Acta Veterinaria Brno ◽

10.2754/avb201079030491 ◽

2010 ◽

Vol 79 (3) ◽

pp. 491-496 ◽

Cited By ~ 2

Author(s):

Maja Zakošek Pipan ◽

Marjan Kosec ◽

Janko Mrkun ◽

Petra Zrimšek

Keyword(s):

Molecular Weight ◽

Enzyme Activity ◽

Seminal Plasma ◽

Animal Species ◽

Sperm Concentration ◽

Gelatin Zymography ◽

Motile Sperm ◽

Molecular Weights ◽

Simultaneous Identification ◽

First Time

Matrix metalloproteinases were detected in reproductive tissues and seminal plasma of various animal species. The aim of this study was to determine for the first time the presence of gelatinases and metalloproteases in boar seminal plasma and to correlate the results with semen indicators.

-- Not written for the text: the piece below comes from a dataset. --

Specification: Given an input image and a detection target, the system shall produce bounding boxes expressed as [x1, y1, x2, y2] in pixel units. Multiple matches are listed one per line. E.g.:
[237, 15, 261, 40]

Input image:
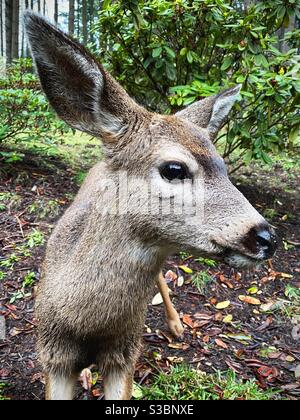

Gelatin zymography was used for simultaneous identification and measurement of gelatinase enzyme activity associated with their molecular weights. Several gelatinase forms were identified in seminal plasma of boars. Those that were stimulated by CaCl2 and inhibited by EDTA and phenanthroline were considered as metalloproteases. Negative correlation between semen indicators (sperm index, sperm concentration and concentration of progressive motile sperm) and the concentrations of metalloprotease at 78 kDa and 66 kDa means that higher values of semen indicators correlate with lower concentrations of these metaloproteases in seminal plasma. Gelatinases with molecular weight of 225, 78 and 66 kDa correlated with higher levels of acrosome damage. Samples with sperm index above 110 M/ml contained gelatinases of significantly lower band intensities at 78 and 66 kDa compared to samples with SI less than 110 M/ml. Bands with 225, 78 and 66 kDa are suggested to belong to a dimer of MMP-9, proMMP-2 and mature MMP-2.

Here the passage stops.